Porto Alegre na rota do suborno
Depois de tantas revelações sobre engenharias complexas de sobrepreços, aditivos e manobras cambiais engenhosas, a Operação Lava-Jato produziu uma história simples. Ela se refere ao que ocorria na etapa final do esquema de corrupção, quando o dinheiro vivo era entregue em domicílio aos participantes.
Durante quase uma década, Rafael Ângulo Lopez, um senhor de cabelos grisalhos e aparência frágil, executou esse trabalho.
Ele era o entregador da propina que a quadrilha desviou dos cofres da Petrobras e que se destinavam a clientes especiais, como deputados, senadores, governadores e ministros. Braço-direito do doleiro Alberto Youssef, o caixa da organização, Rafael era “o homem das boas notícias”.
Rafael Ângulo passou os últimos anos cruzando o país de Norte a Sul, em voos comerciais, com fortunas em cédulas amarradas ao próprio corpo sem nunca ter sido apanhado. Os voos da alegria sempre começavam em São Paulo.
As entregas de dinheiro em domicílio eram feitas em endereços elegantes de figurões de Brasília, Curitiba, Maceió, Recife, São Luís e... Porto Alegre.
Graças à dupla cidadania - espanhola e brasileira - , Rafael Ângulo usava o passaporte europeu e ar naturalmente formal para transitar pelos aeroportos sem despertar suspeitas. Ele cumpria suas missões com praticamente todo o corpo coberto por camadas de notas fixadas com fita adesiva e filme plástico, daqueles usados para embalar alimentos.
Segundo ele disse à PF, a muamba era mais fácil e confortável de ser acomodada nas pernas.

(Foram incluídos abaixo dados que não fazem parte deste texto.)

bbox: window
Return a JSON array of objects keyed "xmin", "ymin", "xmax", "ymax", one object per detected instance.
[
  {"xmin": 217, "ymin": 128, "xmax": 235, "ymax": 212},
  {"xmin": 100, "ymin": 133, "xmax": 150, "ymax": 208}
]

Quando os volumes era muito altos, Rafael contava com a ajuda de dois ou três comparsas.
A rotina do trabalho permitiu que o entregador soubesse mais do que o recomendável sobre a vida paralela e criminosa de seus clientes famosos, o que pode ser prenúncio de um grande pesadelo. É que o espanhol anotava e guardava comprovantes de todas as suas operações clandestinas.
Por isso, é considerado uma testemunha capaz de ajudar a fisgar em definitivo alguns figurões envolvidos no escândalo da Petrobras.